"Feuerkrieg Division": Erstmals Prozess gegen mögliches Terrornetzwerk-Mitglied

Nürnberg - Weil er einen rechten Terrorakt geplant haben soll, muss sich ein 23-Jähriger ab Donnerstag ab 9 Uhr vor der Staatsschutzkammer des Landgerichts in Nürnberg verantworten.

Zum ersten Mal steht ein mutmaßliches Mitglied der "Feuerkrieg Division" vor Gericht. (Symbolbild)
Zum ersten Mal steht ein mutmaßliches Mitglied der "Feuerkrieg Division" vor Gericht. (Symbolbild)  © picture alliance / dpa

Die Staatsanwaltschaft wirft dem jungen Mann aus Cham in der Oberpfalz die Vorbereitung einer schweren staatsgefährdenden Gewalttat vor.

Er soll laut Anklage mit dem rechtsradikalen Terrornetzwerk "Feuerkrieg Division" sympathisieren. In Chatforen soll er nach einem geeigneten Ort für einen Anschlag gesucht und sich über Pläne dafür ausgetauscht haben. Über das Internet habe er sich außerdem Waffenteile besorgt.

Es ist das erste Mal, dass ein mutmaßliches Mitglied der international vernetzten Gruppe "Feuerkrieg Division" in Deutschland vor Gericht steht.

Diese hat sich nach Angaben des Landgerichts Anschläge gegen Juden und Muslime zum Ziel gesetzt.

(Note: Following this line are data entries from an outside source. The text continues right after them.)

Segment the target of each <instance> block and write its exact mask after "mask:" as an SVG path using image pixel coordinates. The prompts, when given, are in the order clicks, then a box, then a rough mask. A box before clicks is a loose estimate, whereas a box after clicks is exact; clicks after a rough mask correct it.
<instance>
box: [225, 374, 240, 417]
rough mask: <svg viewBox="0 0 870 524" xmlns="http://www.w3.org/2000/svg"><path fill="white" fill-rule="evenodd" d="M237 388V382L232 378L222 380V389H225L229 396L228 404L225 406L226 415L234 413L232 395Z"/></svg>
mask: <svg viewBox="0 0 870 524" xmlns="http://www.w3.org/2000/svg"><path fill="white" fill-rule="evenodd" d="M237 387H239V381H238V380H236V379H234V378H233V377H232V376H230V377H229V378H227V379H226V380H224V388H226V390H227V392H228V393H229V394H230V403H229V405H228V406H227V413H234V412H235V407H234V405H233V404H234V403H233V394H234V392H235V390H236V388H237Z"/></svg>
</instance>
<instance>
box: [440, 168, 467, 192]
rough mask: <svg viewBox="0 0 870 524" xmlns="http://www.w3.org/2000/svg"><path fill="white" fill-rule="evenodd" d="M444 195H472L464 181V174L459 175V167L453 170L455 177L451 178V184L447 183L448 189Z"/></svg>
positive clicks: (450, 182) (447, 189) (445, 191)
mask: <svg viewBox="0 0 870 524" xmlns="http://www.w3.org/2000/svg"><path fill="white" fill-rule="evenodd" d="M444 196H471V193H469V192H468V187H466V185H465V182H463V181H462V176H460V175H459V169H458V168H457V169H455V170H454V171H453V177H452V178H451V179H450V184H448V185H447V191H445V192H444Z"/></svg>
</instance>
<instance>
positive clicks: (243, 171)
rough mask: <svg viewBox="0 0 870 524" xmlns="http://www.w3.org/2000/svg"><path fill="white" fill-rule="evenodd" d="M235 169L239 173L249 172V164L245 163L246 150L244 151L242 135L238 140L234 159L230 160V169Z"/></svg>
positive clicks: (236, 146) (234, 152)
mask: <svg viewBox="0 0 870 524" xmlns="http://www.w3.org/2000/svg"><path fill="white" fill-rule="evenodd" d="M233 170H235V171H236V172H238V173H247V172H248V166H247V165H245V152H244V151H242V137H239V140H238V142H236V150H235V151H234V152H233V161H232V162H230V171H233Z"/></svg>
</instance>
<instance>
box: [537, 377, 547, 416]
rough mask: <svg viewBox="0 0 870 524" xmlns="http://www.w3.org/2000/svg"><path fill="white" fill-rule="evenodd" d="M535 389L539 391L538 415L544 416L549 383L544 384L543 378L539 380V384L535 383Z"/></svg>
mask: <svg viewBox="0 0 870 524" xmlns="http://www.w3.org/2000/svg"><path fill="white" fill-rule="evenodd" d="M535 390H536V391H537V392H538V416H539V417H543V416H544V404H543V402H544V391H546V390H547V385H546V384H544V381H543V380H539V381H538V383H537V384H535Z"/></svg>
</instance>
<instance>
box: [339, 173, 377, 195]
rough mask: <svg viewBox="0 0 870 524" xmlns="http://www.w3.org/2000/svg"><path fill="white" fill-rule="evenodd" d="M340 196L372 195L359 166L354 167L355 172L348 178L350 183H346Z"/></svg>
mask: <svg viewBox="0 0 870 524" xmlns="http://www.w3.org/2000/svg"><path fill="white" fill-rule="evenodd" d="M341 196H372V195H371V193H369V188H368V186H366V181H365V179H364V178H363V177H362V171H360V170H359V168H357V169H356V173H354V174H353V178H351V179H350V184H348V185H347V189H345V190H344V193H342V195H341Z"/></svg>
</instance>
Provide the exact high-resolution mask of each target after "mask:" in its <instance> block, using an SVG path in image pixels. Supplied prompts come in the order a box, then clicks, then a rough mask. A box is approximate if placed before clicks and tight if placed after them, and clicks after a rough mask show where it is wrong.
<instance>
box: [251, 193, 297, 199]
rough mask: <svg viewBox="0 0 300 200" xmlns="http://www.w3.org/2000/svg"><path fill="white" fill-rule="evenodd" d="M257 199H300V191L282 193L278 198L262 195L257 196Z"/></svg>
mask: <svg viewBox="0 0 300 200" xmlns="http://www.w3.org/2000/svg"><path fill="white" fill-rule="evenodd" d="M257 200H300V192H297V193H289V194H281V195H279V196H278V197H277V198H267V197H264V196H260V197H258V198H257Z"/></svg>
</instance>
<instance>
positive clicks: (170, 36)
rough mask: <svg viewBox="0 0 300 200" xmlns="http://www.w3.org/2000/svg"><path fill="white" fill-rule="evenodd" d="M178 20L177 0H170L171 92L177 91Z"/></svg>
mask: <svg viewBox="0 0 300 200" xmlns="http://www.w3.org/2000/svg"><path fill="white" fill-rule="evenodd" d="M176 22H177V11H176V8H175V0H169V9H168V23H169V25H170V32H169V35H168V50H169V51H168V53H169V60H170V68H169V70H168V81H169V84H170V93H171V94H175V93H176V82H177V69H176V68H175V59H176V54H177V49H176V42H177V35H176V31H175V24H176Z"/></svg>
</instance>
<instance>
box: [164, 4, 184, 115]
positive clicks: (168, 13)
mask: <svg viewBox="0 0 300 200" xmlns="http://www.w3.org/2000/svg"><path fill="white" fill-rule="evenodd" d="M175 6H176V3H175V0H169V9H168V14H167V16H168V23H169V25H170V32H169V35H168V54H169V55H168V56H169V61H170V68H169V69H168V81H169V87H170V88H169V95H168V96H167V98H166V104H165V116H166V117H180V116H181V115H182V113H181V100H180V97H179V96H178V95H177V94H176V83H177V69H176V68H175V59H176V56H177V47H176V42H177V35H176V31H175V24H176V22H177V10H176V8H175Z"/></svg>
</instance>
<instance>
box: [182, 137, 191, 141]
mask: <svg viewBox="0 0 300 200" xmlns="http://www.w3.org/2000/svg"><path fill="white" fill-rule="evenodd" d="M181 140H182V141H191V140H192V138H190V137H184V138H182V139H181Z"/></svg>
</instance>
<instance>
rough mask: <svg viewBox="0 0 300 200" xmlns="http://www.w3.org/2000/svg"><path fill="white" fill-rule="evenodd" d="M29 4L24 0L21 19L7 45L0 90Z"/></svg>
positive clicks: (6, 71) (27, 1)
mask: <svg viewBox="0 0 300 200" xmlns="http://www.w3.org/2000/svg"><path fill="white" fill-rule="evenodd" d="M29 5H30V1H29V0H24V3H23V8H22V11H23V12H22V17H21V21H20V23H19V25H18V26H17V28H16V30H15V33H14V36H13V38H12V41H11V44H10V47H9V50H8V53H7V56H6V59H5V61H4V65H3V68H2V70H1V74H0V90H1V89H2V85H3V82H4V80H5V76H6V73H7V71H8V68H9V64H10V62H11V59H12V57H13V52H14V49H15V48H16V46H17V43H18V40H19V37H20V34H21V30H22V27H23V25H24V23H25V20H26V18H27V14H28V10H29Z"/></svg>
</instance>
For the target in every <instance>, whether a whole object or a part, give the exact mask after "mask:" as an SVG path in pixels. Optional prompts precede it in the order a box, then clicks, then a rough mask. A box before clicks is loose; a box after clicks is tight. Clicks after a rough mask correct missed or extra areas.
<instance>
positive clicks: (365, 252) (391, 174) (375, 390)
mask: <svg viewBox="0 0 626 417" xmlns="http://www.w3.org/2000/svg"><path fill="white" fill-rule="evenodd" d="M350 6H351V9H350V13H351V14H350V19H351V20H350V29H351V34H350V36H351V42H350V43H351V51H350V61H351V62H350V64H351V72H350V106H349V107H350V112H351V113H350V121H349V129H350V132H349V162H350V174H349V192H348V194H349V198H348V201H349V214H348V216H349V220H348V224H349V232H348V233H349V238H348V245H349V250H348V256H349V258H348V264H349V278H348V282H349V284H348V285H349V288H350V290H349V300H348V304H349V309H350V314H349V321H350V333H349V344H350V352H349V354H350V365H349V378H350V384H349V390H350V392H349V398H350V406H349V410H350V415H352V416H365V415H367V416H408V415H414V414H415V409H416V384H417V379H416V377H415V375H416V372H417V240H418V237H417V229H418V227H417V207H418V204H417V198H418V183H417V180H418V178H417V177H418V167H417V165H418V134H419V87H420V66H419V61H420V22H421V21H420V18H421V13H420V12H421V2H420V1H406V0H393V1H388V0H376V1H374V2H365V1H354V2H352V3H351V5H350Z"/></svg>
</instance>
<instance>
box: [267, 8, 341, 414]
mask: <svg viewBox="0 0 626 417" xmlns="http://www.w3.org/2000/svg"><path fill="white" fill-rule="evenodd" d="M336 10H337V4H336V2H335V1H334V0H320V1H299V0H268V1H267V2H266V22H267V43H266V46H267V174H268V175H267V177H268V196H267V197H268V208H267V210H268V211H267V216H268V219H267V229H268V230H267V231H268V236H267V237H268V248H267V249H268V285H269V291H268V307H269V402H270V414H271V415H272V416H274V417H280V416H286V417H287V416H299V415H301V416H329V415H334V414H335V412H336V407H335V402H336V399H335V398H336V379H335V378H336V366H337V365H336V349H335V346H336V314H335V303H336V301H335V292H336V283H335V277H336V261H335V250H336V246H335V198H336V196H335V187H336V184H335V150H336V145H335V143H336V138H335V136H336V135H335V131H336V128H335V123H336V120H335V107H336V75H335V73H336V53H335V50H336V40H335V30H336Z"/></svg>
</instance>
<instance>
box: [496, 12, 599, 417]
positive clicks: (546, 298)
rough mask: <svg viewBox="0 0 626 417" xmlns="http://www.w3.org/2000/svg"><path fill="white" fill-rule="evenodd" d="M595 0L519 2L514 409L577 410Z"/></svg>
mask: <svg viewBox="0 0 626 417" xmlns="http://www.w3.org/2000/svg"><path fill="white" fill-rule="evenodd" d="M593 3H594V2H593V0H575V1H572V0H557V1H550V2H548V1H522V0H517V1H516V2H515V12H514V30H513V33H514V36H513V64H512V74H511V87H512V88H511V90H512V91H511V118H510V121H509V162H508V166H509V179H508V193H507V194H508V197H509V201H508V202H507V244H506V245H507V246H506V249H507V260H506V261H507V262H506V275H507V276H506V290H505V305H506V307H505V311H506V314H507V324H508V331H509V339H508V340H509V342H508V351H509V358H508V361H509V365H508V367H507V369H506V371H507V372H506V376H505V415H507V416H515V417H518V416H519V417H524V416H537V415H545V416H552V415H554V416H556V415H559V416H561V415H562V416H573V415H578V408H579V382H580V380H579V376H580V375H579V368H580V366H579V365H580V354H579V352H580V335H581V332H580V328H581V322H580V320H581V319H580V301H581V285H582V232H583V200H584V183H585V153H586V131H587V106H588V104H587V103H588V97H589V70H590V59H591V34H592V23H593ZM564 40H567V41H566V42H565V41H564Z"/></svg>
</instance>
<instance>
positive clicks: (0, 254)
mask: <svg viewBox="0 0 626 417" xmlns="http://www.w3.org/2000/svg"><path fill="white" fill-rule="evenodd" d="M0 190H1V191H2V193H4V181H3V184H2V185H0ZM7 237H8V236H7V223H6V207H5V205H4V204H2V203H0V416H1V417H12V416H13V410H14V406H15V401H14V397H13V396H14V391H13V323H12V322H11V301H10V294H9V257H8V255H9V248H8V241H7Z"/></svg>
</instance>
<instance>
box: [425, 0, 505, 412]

Update, 10.01 Uhr: Angeklagter bestreitet mutmaßliche Anschlagspläne

Ein wegen möglicher Pläne für einen rechtsgerichteten Terrorakt angeklagter 23-Jähriger hat diese Vorwürfe vor dem Landgericht Nürnberg bestritten.

Die Staatsanwaltschaft warf dem Deutschen aus der Oberpfalz am Donnerstag zu Prozessbeginn die Vorbereitung einer schweren staatsgefährdenden Gewalttat vor, für die er sich Waffenteile besorgt und in der rechten Chatgruppe "Feuerkrieg Division" über Anschlagspläne ausgetauscht haben soll.

Der Angeklagte räumte über seinen Verteidiger ein, in der Chatgruppe aktiv gewesen zu sein und sich Waffen beschafft zu haben. Der Rechtsanwalt betonte aber, sein Mandant habe in keiner Weise einen Anschlag geplant. Der Elektriker aus dem Landkreis Cham habe niemanden schaden wollen. Dieser sitzt seit Februar in Untersuchungshaft.

Unter den Pseudonymen "Heydrich" und "reinhard070304" habe der Angeklagte in Chatforen nach einem geeigneten Ort für einen Anschlag, einem "Ort der Andacht" wie einer Moschee oder Synagoge gesucht, sagte Oberstaatsanwalt Maximilian Laubmeier.

Dort habe er sich über seine Anschlagspläne und die Beschaffung der dafür erforderlichen Ausrüstung ausgetauscht. Im Januar habe er dort verkündet, einen Anschlag begehen zu wollen.